Liquid crystal display devices have excellent features such as high definition, low profile, light weight, and low power consumption. In recent years, a market scale of liquid crystal display devices has been rapidly increasing. In liquid crystal display devices, dot inversion driving in which a polarity of signal electric potentials supplied to a data signal line is inverted every 1 horizontal scanning period has been widely employed. However, in the dot inversion driving, polarity inversion frequency of the data signal line becomes high. This results in occurrence of problems such as reduction in pixel charging rate and increase in power consumption. In view of this, Patent Literature 1 for example proposes block inversion driving in which a polarity of signal electric potentials supplied to a data signal line is inverted every plural horizontal scanning periods. This block inversion driving allows an improvement in pixel charging rate and suppression of power consumption and heat generation, as compared with the dot inversion driving.

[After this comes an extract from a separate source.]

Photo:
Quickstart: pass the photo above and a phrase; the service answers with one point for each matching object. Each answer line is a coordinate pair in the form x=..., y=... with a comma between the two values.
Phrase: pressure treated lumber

Patent Literature 1 discloses an arrangement in which a dummy scanning period is inserted immediately after polarity inversion in block inversion driving as shown in FIG. 36. According to the arrangement, a dummy scanning period (third horizontal scanning period in FIG. 36) for pre-charging and a horizontal scanning period (fourth horizontal scanning period in FIG. 36) for main charging (writing) are assigned to data (n+2) that comes immediately after the polarity inversion. This allows an increase in charging rate of a pixel corresponding to the data (n+2).
As a measure for improving viewing angle dependence of gamma characteristics (for example, holding down excess brightness and the like in a screen), Patent Literatures 2 and 3 for example disclose an arrangement in which a plurality of sub-pixels in a pixel are controlled to have different brightness so that a halftone is displayed by an area coverage modulation of these sub-pixels (multi-pixel mode).